5.500 étudiants de moins à Rennes 2
«Les parents ne veulent plus inscrire leurs enfants dans une université où un semestre par an est perturbé»: président de Rennes2, l'université fer de lance de la contestation, Marc Gontard a été l'un des premiers à s'inquiéter des répercussions des blocages sur l'image de son université. Une université qui a déjà perdu plus de 5.000 étudiants ces trois dernières années. Cette désaffection va-t-elle s'amplifier et gagner d'autres universités? Pour l'instant, les seuls éléments dont on dispose pour répondre à cette question ce sont les voeux d'inscription émis par les lycéens sur le service «admission post-bac». Pour les 12 académies qui étaient déjà dans ce système l'an dernier -ce n'était pas le cas de Rennes- et pour lesquelles les comparaisons sont donc possibles avec 2008 les tendances semblent assez nettes: les lycéens sont 12% de moins à avoir placé la licence en premier voeu sur leur liste.

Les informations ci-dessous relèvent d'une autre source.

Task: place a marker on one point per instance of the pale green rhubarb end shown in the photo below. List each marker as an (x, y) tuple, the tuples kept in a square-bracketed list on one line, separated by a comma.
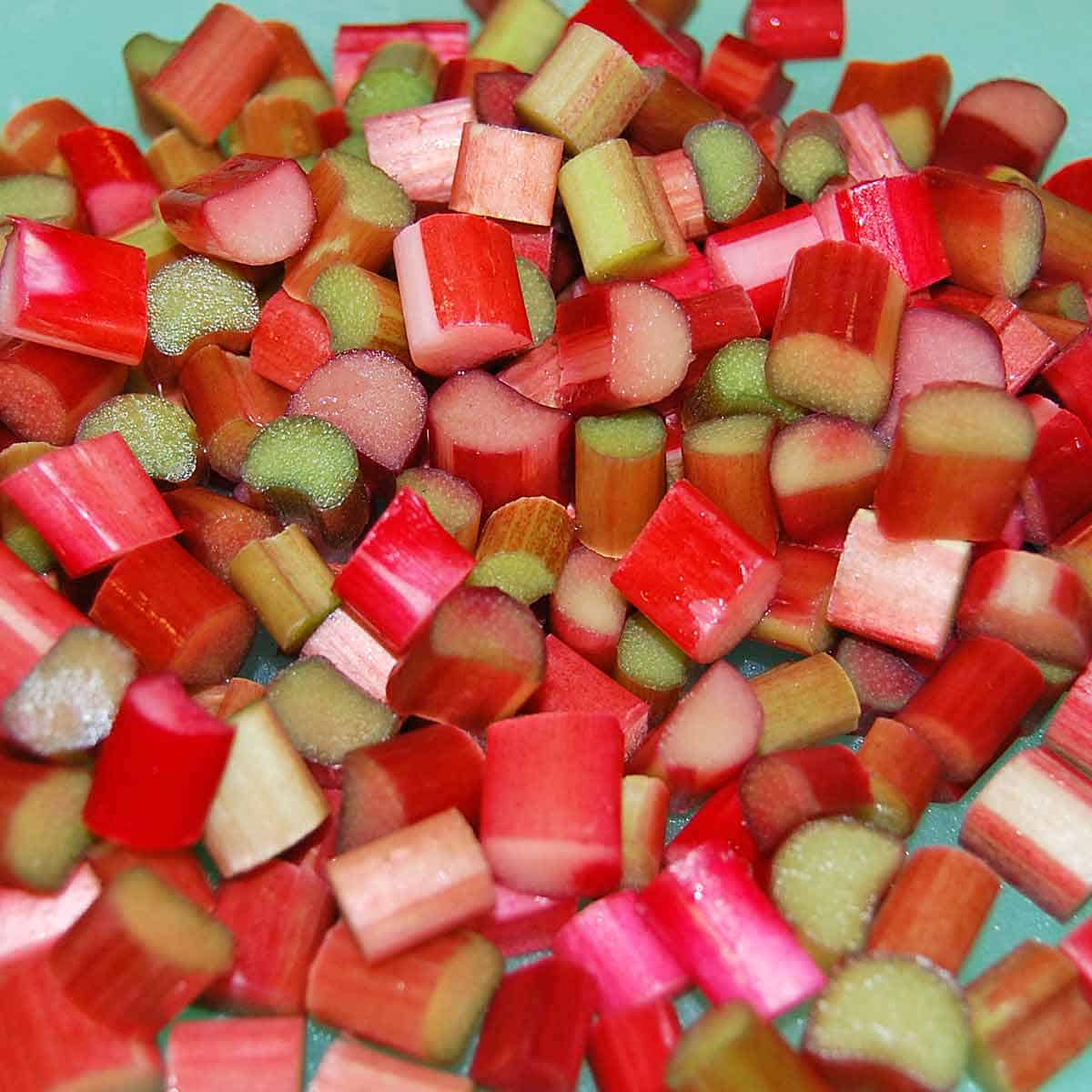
[(197, 296), (161, 434), (734, 382), (538, 298)]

10% de plus pour les classes prépa et IUT
Pour l'académie de Rennes, les seules comparaisons possibles avec 2008 concernent les voeux pour les classes préparatoires, les BTS et les IUT. Pour ces filières, les chiffres font apparaître une tendance assez nette: 10% de demandes en plus. «C'est forcément au détriment des inscriptions en licence», souligne un proviseur. Des chiffres qu'il faut, toutefois, prendre avec précaution car ils peuvent encore évoluer, les lycéens ayant jusqu'au 6juin pour modifier l'ordre de leurs voeux. «Les filières littéraires sont les plus touchées mais cela aura aussi des répercussions sur les filières scientifiques», explique le même proviseur. Vice-président de l'UBO, Thierry Michot prend acte de ces chiffres mais fait le pari que l'université brestoise, moins touchée que d'autres par la crise, ne s'en tirera pas trop mal. Peut-être aussi en attirant des étudiants qui, dans des circonstances normales, auraient plutôt opté pour Rennes. «Lors des portes ouvertes organisées en mars nous avons accueilli des étudiants de la zone de Rennes que nous n'avions pas d'habitudede recevoir».
Faire peur?
Vice-président de l'UBS, Frédéric Bedel n'est, lui, pas inquiet. «Il faut attendre, tout ça est très complexe. On ne peut pas encore se prononcer sur les causes de tel ou tel phénomène». Etant entendu que la crise économique peut aussi expliquer certains choix. Certains députés sont moins prudents et font circuler des chiffres plutôt fantaisistes, en tout cas bien supérieurs à ceux cités plus haut. «Est-ce un message pour faire peur?», s'interroge un proviseur. Histoire de faire payer à l'université son opposition à la réforme.